Indicators like GSDP growth, unemployment rate and credit off take are touching new lows. Despite the fact that the region has been going through three decades of turmoil, most of the businesses in Kashmir have mastered the tactics of surviving the tides of the unrest.

However, the ongoing slump faced by the businesses in Kashmir is taking a colossal form never witnessed before. The prevailing miserable situation that our economy & businesses are in is a result of exposure to sustained systemic risks and callous policy responses from the respective governments over a period of time. However, the current regime is putting its best foot forward to bring economic fortunes to the people at their doorsteps.

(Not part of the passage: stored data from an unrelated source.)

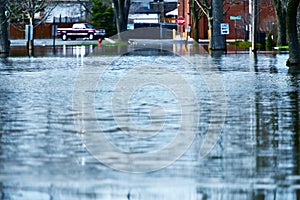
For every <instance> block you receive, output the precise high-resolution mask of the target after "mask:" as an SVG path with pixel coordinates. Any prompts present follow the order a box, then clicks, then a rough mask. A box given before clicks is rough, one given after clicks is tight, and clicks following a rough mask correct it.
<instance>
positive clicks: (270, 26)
mask: <svg viewBox="0 0 300 200" xmlns="http://www.w3.org/2000/svg"><path fill="white" fill-rule="evenodd" d="M178 5H179V7H178V15H179V16H183V17H184V18H185V21H186V23H185V25H184V27H183V29H184V31H185V30H186V29H187V27H188V25H189V24H193V19H192V16H191V10H190V1H188V0H178ZM259 7H260V11H259V32H260V33H266V32H268V31H273V30H274V28H275V26H276V14H275V10H274V7H273V4H272V0H264V1H260V6H259ZM224 11H226V12H225V14H224V18H223V21H224V23H228V24H229V27H230V30H229V35H227V36H226V38H227V39H241V40H244V39H246V40H247V39H248V38H249V27H250V26H249V25H250V15H249V1H246V0H236V1H233V0H226V1H224ZM232 16H239V17H238V18H236V20H233V19H234V18H232ZM198 29H199V39H209V30H208V29H209V28H208V20H207V17H206V16H204V17H203V18H201V19H200V20H199V22H198ZM191 31H192V32H193V31H194V30H191ZM192 35H193V34H191V36H192ZM263 39H264V36H263V35H261V34H259V37H258V40H263Z"/></svg>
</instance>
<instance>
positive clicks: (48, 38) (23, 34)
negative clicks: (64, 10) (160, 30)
mask: <svg viewBox="0 0 300 200" xmlns="http://www.w3.org/2000/svg"><path fill="white" fill-rule="evenodd" d="M52 25H53V24H52V23H51V24H50V23H45V24H40V25H38V26H36V27H35V28H34V38H36V39H50V38H52ZM56 25H58V27H59V28H71V27H72V25H73V23H58V24H56ZM9 37H10V39H24V38H25V24H10V26H9Z"/></svg>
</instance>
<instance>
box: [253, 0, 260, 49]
mask: <svg viewBox="0 0 300 200" xmlns="http://www.w3.org/2000/svg"><path fill="white" fill-rule="evenodd" d="M251 7H252V33H251V34H252V35H251V42H252V52H253V53H256V52H257V33H258V16H259V0H253V2H252V5H251Z"/></svg>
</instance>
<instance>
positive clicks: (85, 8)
mask: <svg viewBox="0 0 300 200" xmlns="http://www.w3.org/2000/svg"><path fill="white" fill-rule="evenodd" d="M91 6H92V3H91V2H90V0H80V1H78V0H52V1H51V3H50V4H49V6H48V7H47V8H46V10H45V11H46V13H49V12H50V14H49V16H48V18H47V20H46V22H47V23H52V22H53V20H55V21H56V22H70V21H72V22H74V21H79V20H86V19H87V18H88V17H89V14H90V13H89V12H88V11H87V10H88V9H90V8H91ZM53 7H54V8H53Z"/></svg>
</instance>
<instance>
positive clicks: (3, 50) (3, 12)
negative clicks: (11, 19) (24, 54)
mask: <svg viewBox="0 0 300 200" xmlns="http://www.w3.org/2000/svg"><path fill="white" fill-rule="evenodd" d="M5 5H6V1H5V0H1V1H0V57H1V58H6V57H8V56H9V40H8V25H7V16H6V14H5Z"/></svg>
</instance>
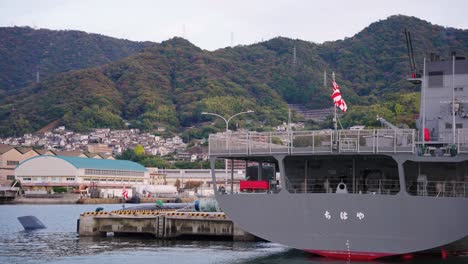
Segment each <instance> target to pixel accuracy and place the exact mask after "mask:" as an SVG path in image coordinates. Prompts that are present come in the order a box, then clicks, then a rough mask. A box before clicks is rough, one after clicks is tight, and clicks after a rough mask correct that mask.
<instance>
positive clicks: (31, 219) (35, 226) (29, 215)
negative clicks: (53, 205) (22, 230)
mask: <svg viewBox="0 0 468 264" xmlns="http://www.w3.org/2000/svg"><path fill="white" fill-rule="evenodd" d="M18 220H19V221H20V223H21V225H22V226H23V227H24V230H35V229H44V228H47V227H46V226H45V225H44V224H43V223H42V222H41V221H40V220H39V219H38V218H37V217H35V216H32V215H27V216H20V217H18Z"/></svg>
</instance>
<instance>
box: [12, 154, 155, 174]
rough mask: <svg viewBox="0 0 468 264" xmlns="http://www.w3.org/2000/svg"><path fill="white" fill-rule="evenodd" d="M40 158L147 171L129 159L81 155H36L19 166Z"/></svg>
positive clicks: (143, 171) (80, 167)
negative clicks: (29, 160)
mask: <svg viewBox="0 0 468 264" xmlns="http://www.w3.org/2000/svg"><path fill="white" fill-rule="evenodd" d="M40 158H56V159H61V160H64V161H66V162H68V163H70V164H71V165H73V166H75V167H76V168H77V169H100V170H122V171H142V172H146V171H147V170H146V168H145V167H143V166H142V165H140V164H138V163H136V162H133V161H129V160H108V159H93V158H79V157H66V156H51V155H44V156H36V157H33V158H30V159H27V160H25V161H23V162H21V163H20V164H19V165H18V167H19V166H21V165H22V164H23V163H25V162H28V161H29V160H31V159H40Z"/></svg>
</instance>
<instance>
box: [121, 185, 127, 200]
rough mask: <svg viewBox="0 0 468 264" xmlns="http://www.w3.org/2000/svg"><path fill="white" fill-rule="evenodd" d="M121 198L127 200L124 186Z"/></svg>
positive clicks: (126, 191) (126, 189) (124, 185)
mask: <svg viewBox="0 0 468 264" xmlns="http://www.w3.org/2000/svg"><path fill="white" fill-rule="evenodd" d="M122 196H123V198H124V199H125V200H127V199H128V191H127V189H125V185H124V187H123V189H122Z"/></svg>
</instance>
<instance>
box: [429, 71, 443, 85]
mask: <svg viewBox="0 0 468 264" xmlns="http://www.w3.org/2000/svg"><path fill="white" fill-rule="evenodd" d="M443 86H444V72H443V71H434V72H429V87H430V88H437V87H443Z"/></svg>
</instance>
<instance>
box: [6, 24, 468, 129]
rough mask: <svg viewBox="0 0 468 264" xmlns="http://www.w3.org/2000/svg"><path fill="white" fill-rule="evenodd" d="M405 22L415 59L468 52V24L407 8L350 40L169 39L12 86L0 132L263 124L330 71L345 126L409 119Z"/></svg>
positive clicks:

Right from the great floods in September 2014 to the pandemic-induced lockdowns, the region’s economy has faced rough weather where households struggled to keep their domestic budgets afloat. The local businesses always struggled to return to their previous turnover figures.

Every time the business community tried to put on a resilient face, something more lethal and devastating came up. Many businesses went overboard in raising debt and returning to normal inventory levels.

This over-leveraged position turned out to be a nightmare as something unexpected used to break loose. All business assumptions were left in dust and all of a sudden focus shifted from businesses to survival of life.

Precisely, here the economic recession has remained a companion of the people. It would simply be a depressing situation if recession hits the global economy.

(The views are of the author & not the Institution he works for)

Disclaimer: The views and opinions expressed in this article are the personal opinions of the author.

The facts, analysis, assumptions and perspective appearing in the article do not reflect the views of GK.